MITEC’s Exploration Technology Division: Helping reverse the trend of declining mineral reserves in Canada
CIM Bulletin, Vol. 89, No. 997, 1996
E.J. Debicki, Research Coordinator, Exploration Technology Division (ETD), Mining Industry Technology Council of Canada (MITEC), c/o INCO Limited, Copper Cliff, Ontario
At the 1992 PDAC Convention, Norman Keevil announced the formation of the Exploration Technology Division (ETD) of the Mining Industry Technology Council of Canada (MITEC). It was evident that base metal reserves in Canada were declining and that the cost of discovering a deposit in Canada was increasing. Coordinated research to develop new exploration technologies was required to discover the next generation of orebodies. The ETD was formed in response. The mission of the ETD is to contribute to the survival, profit, and growth of the Canadian mining industry by improving the efficiency and effectiveness of mineral exploration through prodevelopment of innovative technology by managing and coordinating applied cooperative research. In addition, it is the intent of the ETD to become the principal agency by which cooperative research funds are transferred to researchers from the mining industry. The division is industry driven, industry funded and industry managed. The ETD’s Three-Year Plan has focussed 80% of its research funds toward two objectives, improving the efficiency of exploration for VMS deposits and establishing the parameters necessary to discover the next Hemlo deposit.
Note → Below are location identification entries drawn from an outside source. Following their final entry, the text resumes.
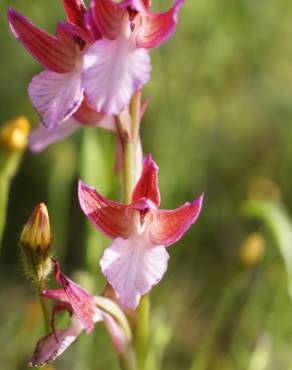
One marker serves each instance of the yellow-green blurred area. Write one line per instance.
(220, 122)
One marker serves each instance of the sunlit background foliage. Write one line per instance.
(220, 122)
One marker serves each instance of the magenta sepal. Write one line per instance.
(137, 258)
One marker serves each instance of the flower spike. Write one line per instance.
(137, 258)
(85, 311)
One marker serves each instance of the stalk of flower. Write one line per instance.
(85, 311)
(97, 60)
(137, 259)
(13, 141)
(35, 242)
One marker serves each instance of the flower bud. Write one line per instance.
(252, 250)
(37, 232)
(36, 241)
(14, 134)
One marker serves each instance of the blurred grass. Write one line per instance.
(220, 120)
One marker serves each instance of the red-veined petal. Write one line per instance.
(75, 10)
(54, 344)
(158, 27)
(108, 16)
(52, 52)
(112, 218)
(147, 186)
(168, 227)
(82, 303)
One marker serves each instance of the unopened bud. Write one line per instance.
(36, 241)
(14, 134)
(252, 250)
(36, 233)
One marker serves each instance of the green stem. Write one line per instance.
(4, 193)
(129, 178)
(44, 305)
(142, 331)
(127, 361)
(9, 162)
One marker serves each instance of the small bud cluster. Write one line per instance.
(35, 241)
(14, 134)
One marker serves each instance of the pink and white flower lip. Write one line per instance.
(137, 258)
(119, 64)
(57, 92)
(84, 315)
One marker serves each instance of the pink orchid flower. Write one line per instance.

The remaining 20% is allocated to other projects, with the current emphasis on geophysics. In 1995, corporate members total twentythree major mining companies accounting for 90% of the exploration expenditures in Canada. The ETD is currently managing ten cooperative research projects totalling $4.6 million. Other projects, estimated at $1.6 million, are currently under development.
MITEC’s Exploration Technology Division, Cooperative exploration research.